The Belfry is the location for the majority of CICA’s UK events, namely the annual sales conference, senior level board meetings and many of the incentive weekends. “It’s an ideal venue for us,” says Thomson. “With 219 bedrooms, it is spacious enough for our major conferences; it has two golf courses, which appeals to many of our executives, and 18 conference rooms of differing sizes which suits us very well for break-out meetings and training courses.”

Amanda Macchi, hotel sales controller at The Belfry, takes the conference business very seriously. “We provide a guest service manager who acts as a right-hand man for the duration of the event. Therefore, the client has just one point of contact, and any small problems can be sorted out with the minimum of hassle.”

The Belfry, a four-star De Vere hotel, is 15 minutes from Birmingham International Airport. Perhaps the biggest attraction for the conference and incentive market is the hotel’s golfing facilities – The Belfry has hosted three Ryder Cup Tournaments. However, the resort also offers extensive leisure facilities, including squash courts, a swimming pool, fitness studio and jogging trail.
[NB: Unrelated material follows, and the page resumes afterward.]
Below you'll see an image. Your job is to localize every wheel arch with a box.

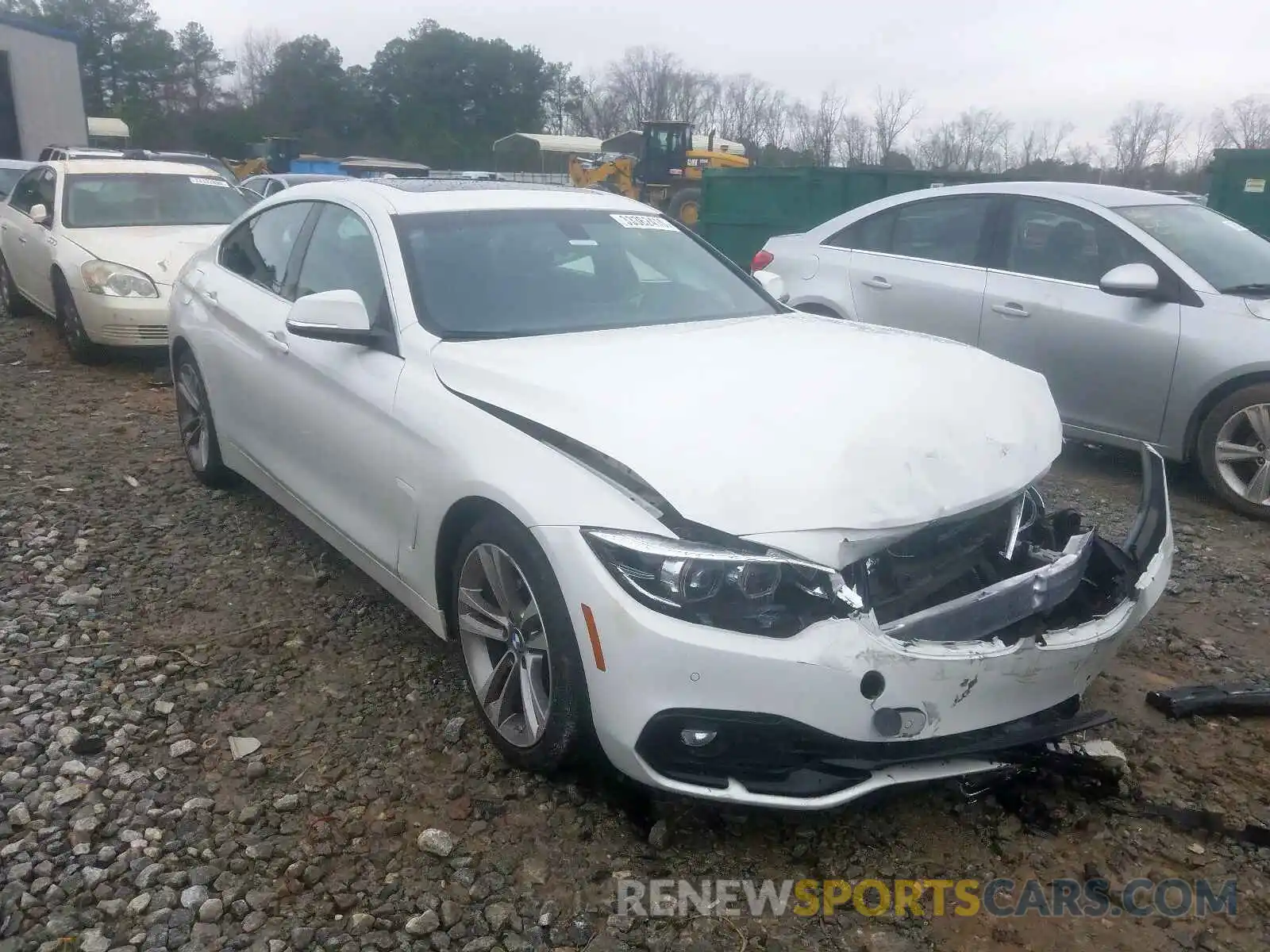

The Belfry relies heavily on recommendations from customers, and gets very involved with corporate groups to ensure repeat business. Naturally, with up to 40 events a year, the conference team have got to understand the CICA culture extremely well, and are not averse to joining in themselves.

“Every time CICA has a meeting, the team begins by singing, banging the tables, and creating a relaxed and communicable environment,” says Macchi. “I have been up there myself, singing to the assembled masses, and getting into the swing of things. This outgoing approach might not work for every company, but it seems to work for them – and who are we to stand in their way.”